Jenna Scanlon as Helsa Wenzel crosses paths with the Stage Door Slasher.
Courtesy Photo

Certain lines telegraph exactly what sort of play one is seeing, and “Don’t look in the closet!”-a request frequently heard in The Musical Comedy Murders of 1940-is one of them. From the opening of the first secret passageway to the last unmasking of an assumed identity, John Bishop’s script calls forth every cliche not only of the standard country house murder mystery, but also of farces that satirize said country house murder mysteries. Twice removed from the laws of humans, nature, and theatrical representation, Bishop’s loose approach to logic serves The Musical Comedy Murders of 1940 well-better, in fact, than would anything as mundane as a plausible story.

At first it looks as though slick director Ken De la Maize (Jim Sirianni) will monopolize the wisecracks, but soon the liquor and the barbed remarks are flowing, and the composer, Roger Hopewell (Rodney Baker), comes to the fore with his stinging comebacks. The ostensible comedian, Eddie McCuen (Robert Langarica), is not written to actually be funny, but somehow Langarica navigates this crucial role in such a way as to move Eddie into our hearts without the benefit of punch lines or zingers. As the producer, Marjorie Baverstock, Susie Couch has a ball. One moment Baverstock is yodeling her crazy personal slogan-“divoon!”-and the next she’s locked in a plot-central physical pause that lasts a full minute.

Brian Harwell dishes up an impressive Irish stew of accents as tenor Patrick O’Reilly and subsequent identities. As the long-suffering yet still possibly homicidal maid, Helsa Wenzel, Jenna Scanlon gets some of the evening’s biggest laughs with her splendid physical comedy and timing. Jean Hall brings a touch of innocence and then steely nerve to the multiple identities of Nikki Crandall. In a show full of people constantly revealing “who they are really,” Hall made Crandall’s announcement the most memorable.

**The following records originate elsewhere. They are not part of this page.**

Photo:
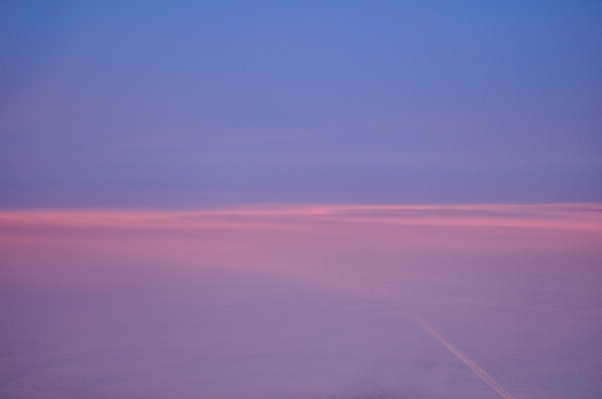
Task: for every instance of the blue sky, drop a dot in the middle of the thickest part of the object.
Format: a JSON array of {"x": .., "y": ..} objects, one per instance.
[{"x": 114, "y": 104}]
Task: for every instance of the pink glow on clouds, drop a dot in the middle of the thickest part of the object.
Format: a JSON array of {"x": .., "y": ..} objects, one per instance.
[{"x": 350, "y": 247}]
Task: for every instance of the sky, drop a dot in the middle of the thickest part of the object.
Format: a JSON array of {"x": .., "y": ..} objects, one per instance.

None of this zaniness would be possible without terrific work by Paul Taylor as Sergeant Michael Kelly and Kathy Marden as Elsa von Grossenknueten. These characters hold together the twisted plot, and render all the unlikely things that happen into parts of an ongoing investigation. Finally, Leslie Ann Story, as Bernice the lyricist, is like a Greek chorus of Dionysus, full of emotion and spirits. Needless to say, she looks in the closet.